Cet individualisme a été très critiqué par bien des féministes qui ont toujours soutenu que les femmes ne pouvaient faire leur place dans la société autrement que par l'action collective et la solidarité. Mais avec le recul, cet individualisme est maintenant aussi loué par d'autres écoles féministes qui croient que c'est grâce à la souplesse de l'action non collective que bien des femmes ont réussi à briser des plafonds de verre.

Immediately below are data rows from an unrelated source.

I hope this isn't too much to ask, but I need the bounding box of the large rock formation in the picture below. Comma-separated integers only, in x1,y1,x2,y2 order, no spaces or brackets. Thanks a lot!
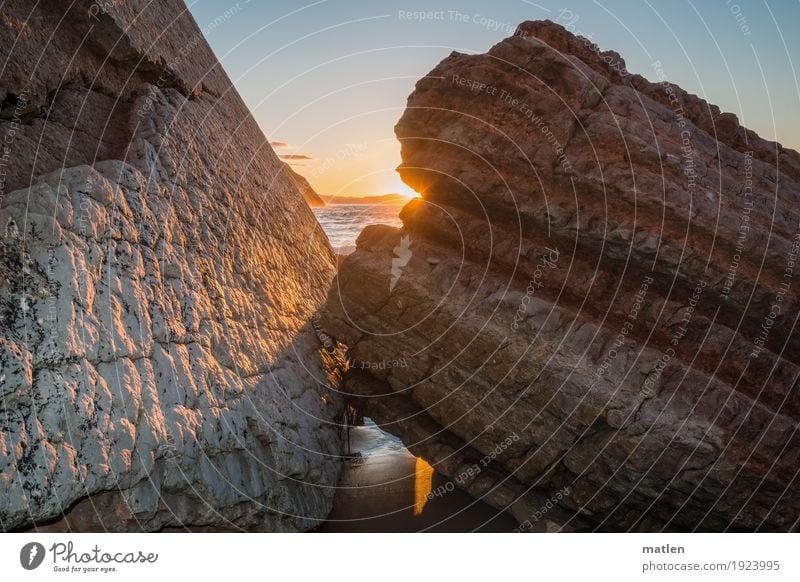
0,0,341,531
323,22,800,530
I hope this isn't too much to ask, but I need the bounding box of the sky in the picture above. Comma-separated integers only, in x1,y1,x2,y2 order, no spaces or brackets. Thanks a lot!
187,0,800,196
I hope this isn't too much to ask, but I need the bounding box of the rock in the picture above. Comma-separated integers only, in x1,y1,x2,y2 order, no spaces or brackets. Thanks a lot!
0,0,342,531
323,22,800,531
283,162,325,208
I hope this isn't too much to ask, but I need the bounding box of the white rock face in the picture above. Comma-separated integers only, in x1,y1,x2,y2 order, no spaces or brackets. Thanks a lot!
0,0,342,531
0,162,338,530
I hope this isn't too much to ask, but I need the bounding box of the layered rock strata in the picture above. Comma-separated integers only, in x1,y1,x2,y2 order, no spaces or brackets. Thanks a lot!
323,22,800,531
0,0,341,531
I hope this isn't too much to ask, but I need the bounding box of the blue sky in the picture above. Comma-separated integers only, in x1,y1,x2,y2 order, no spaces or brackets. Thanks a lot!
187,0,800,195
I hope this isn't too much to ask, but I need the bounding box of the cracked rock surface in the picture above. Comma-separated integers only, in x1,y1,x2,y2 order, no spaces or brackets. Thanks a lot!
0,0,342,531
323,22,800,531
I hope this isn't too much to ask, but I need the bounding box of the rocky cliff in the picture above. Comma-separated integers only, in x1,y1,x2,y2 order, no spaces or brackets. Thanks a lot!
0,0,341,531
323,22,800,531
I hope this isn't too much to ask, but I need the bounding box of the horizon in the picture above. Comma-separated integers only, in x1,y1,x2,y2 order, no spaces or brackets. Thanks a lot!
189,0,800,197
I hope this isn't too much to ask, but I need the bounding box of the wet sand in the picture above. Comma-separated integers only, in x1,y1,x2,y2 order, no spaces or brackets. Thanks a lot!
317,421,518,532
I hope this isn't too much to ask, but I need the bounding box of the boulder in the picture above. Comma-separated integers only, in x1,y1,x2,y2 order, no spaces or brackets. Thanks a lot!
323,21,800,531
0,0,342,531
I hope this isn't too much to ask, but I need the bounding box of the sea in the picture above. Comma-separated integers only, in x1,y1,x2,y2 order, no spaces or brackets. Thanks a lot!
314,204,517,532
313,204,403,255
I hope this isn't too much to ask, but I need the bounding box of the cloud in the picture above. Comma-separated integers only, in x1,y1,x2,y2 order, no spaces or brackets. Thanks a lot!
279,154,314,162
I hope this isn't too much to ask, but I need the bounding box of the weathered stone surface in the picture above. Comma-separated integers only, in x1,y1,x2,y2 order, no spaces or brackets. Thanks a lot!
283,163,325,208
323,22,800,531
0,0,341,531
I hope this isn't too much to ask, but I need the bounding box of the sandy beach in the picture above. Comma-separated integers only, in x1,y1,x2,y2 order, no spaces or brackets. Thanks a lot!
317,422,517,532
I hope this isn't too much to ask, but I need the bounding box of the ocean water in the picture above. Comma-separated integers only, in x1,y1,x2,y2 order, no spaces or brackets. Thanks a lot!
313,204,403,255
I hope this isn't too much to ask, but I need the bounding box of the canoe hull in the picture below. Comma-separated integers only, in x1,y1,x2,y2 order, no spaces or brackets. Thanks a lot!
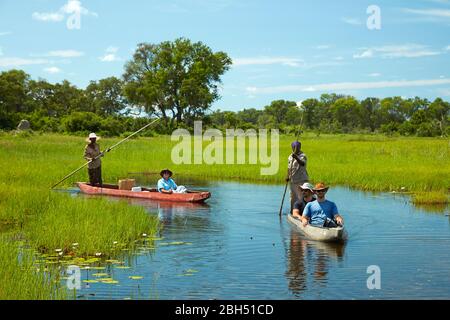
287,214,348,242
77,182,211,202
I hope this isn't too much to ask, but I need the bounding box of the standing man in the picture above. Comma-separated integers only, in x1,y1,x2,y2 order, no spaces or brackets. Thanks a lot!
286,140,309,214
84,133,103,187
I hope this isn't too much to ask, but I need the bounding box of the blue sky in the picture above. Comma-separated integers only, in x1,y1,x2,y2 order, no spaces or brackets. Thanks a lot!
0,0,450,110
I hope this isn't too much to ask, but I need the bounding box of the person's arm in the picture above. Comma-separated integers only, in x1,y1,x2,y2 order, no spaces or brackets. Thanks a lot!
170,178,178,190
84,146,92,161
301,203,311,226
333,203,344,226
292,153,306,167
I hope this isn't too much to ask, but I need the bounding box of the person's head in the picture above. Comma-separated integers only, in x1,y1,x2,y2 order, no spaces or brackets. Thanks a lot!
86,132,100,143
291,140,302,153
313,182,329,199
159,169,172,180
298,182,314,198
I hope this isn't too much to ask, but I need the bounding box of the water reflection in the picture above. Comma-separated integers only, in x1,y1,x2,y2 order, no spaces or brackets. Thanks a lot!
286,229,346,296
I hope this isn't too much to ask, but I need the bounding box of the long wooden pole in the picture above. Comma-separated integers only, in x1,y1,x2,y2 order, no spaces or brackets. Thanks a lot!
51,119,159,189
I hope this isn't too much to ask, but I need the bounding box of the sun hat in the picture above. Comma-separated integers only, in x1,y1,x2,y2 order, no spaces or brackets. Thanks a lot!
159,169,173,177
291,140,302,149
86,132,100,142
313,182,329,191
298,182,314,192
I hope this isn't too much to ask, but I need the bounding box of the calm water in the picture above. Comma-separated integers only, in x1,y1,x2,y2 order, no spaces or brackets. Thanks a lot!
72,181,450,299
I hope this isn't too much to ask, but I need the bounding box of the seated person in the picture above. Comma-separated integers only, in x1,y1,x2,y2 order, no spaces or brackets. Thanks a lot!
292,182,316,218
157,169,187,194
301,182,344,228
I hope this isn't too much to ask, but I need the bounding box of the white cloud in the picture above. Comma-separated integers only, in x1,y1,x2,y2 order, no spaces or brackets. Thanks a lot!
105,46,119,53
45,50,84,58
353,49,373,59
341,17,362,26
31,12,64,22
353,44,441,59
0,57,48,68
99,46,121,62
246,78,450,95
31,0,98,22
44,67,61,74
233,57,304,67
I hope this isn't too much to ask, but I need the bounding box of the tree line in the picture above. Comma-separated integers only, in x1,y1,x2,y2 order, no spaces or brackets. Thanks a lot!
0,38,450,136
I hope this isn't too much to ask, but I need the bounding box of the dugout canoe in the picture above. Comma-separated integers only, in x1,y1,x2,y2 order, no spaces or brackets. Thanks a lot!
287,214,348,242
77,182,211,203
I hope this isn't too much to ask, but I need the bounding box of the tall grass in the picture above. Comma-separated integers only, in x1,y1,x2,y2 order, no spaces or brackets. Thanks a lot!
0,237,66,300
0,134,450,199
23,194,158,256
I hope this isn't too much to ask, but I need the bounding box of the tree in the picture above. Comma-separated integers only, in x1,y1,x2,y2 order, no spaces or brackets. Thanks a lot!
428,98,450,136
302,99,321,129
123,38,231,126
0,70,30,114
264,100,297,125
86,77,127,116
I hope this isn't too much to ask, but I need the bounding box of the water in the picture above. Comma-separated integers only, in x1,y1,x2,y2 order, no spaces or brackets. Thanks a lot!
73,181,450,300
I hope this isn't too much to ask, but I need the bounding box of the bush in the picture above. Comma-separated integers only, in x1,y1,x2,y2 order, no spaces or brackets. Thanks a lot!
62,112,102,132
398,121,416,136
417,122,440,137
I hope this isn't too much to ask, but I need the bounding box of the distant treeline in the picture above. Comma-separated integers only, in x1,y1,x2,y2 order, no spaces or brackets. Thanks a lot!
0,70,450,137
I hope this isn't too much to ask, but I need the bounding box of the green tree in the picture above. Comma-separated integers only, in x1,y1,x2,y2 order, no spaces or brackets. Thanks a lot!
123,38,231,126
85,77,127,116
264,100,297,125
0,70,30,114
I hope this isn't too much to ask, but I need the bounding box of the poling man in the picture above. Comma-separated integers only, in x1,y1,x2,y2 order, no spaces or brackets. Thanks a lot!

Ainsi, dit-on, l'entrepreneuriat encouragé par les mesures thatchériennes a permis aux femmes de se faire une place dans le monde des affaires. Et la perte de pouvoir des syndicats a aidé les femmes à avoir accès à des emplois autrement bloqués par la rigidité d'un monde du travail coincé dans le corporatisme. En regardant le film, on se demande si ce qui motivait Mme Thatcher n'était pas, justement, la conviction profonde que les structures collectives nuisent aux femmes plus qu'elles ne les aident. Et qu'il n'y a que laissées à elles-mêmes dans un contexte concurrentiel parfaitement libre qu'elles sont les plus aptes à défendre leurs compétences et à prouver leur égalité.

Plus de 20 ans après le départ de Mme Thatcher, la route des femmes vers le pouvoir politique n'a jamais été aussi floue. Doivent-elles afficher leur féminité et mettre en valeur leur différence, doivent-elles être solidaires des autres femmes à tout prix, doivent-elles être totalement aveugles au genre pour mettre de l'avant de réels concepts d'égalité? Sont-elles obligées d'être de droite pour ne pas faire peur? Doivent-elles essayer de changer les règles du jeu de la politique ou, au contraire, faire leur place de façon traditionnelle pour protéger crédibilité et légitimité aux yeux de la vieille école?

Plus de 20 ans après le départ de Mme Thatcher, analyser son passage en politique est totalement fascinant. Car entre percées et nombreux reculs, les réponses à ces questions, on les cherche et on les cherche. Et elles n'ont jamais été moins claires.